Objectively speaking, I'd say no. Maybe if you included freeware in the mix, this could be the case, but OSS alone sometimes fall short in front of shareware or commercial apps. Wether people screams that this or that app is far better than the evil closed source counterpart, if you compare both with a cold mind, almost all times the payware software advantages pay by themselves.
Of course, there are exceptions. Firefox is the best example. Of course, it benefits from the fact that most other browsers are free to use, and the only payware worth mentioning, OmniWeb and NetCaptor, have it share of problems.
OmniWeb is limited to Mac OS X, and was essentially pushed back to obscurity by the Gecko-based browsers (Camino and Firefox) and Safari, both options doing more than what people needs, even if OmniWeb packs in more features (for the record, Safari at first was going to be based in the OmniWeb engine, as Steve Jobs made a buyout offer to the company developing it, but the guys said 'no', and Apple turned to KHTML).
NetCaptor, in the other hand, apart from being limited to Windows, it's an IE shell, and a payware one, so despite making inroads years ago, I'd say it's no longer in the playfield.
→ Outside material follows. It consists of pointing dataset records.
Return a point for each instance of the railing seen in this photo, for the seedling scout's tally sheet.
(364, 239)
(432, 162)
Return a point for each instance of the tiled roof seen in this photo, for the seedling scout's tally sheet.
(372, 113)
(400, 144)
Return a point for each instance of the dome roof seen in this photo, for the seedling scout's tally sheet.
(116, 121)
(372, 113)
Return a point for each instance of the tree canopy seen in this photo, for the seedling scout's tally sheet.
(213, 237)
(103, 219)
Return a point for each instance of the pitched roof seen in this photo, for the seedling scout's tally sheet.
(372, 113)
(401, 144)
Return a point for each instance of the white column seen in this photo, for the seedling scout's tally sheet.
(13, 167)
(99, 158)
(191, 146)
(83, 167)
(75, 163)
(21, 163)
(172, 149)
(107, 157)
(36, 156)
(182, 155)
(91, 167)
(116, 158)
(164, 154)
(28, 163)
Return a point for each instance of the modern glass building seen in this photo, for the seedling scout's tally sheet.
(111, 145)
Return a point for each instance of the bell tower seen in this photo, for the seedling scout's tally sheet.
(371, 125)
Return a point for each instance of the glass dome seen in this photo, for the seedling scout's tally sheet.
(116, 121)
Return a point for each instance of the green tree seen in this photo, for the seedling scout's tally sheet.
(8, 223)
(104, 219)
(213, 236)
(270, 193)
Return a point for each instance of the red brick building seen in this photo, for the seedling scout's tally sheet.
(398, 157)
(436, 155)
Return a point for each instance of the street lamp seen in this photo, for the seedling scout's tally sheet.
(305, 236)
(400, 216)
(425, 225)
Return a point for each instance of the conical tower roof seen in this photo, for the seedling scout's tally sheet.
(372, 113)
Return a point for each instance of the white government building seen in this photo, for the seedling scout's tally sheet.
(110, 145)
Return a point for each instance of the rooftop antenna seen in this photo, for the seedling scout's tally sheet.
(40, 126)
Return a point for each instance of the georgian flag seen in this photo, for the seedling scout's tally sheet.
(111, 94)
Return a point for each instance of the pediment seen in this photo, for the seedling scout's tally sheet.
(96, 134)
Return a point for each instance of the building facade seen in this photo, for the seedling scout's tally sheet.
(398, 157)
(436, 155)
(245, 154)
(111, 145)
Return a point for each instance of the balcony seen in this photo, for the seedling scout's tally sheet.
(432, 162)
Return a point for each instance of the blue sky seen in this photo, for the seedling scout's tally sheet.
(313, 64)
So, apart from the points mentioned by mouser, Firefox benefits from a propitious software ecosystem. And you don't have too many other open source apps so capable of beating commercial ones. Of course, AutoHotkey and AutoIt are the best in their field, but AFAIK there are no other options (open source, shareware, donationware, or whatever other license you can come up with). Old systems emulators (VMs aside) is ruled by open source apps, and the scene mostly stays away and heavily criticize commercial ones (for obvious reasons). Amarok, although it has been accused of bloatware, it's quite more lean than those heavy commercial jukeboxes (J River and the like) and packs a good deal of features to compete with them. Another field with quite good OSS is development, with the likes of Eclipse, CodeBlocks and all other IDEs and compilers like GCC. Then multiprotocol IM apps, with Miranda, Kopete and Pidgin (maybe...).
The rest can give a good fight to commercial software, but I wouldn't say they're "better" by definition, and they fall in the personal choice camp.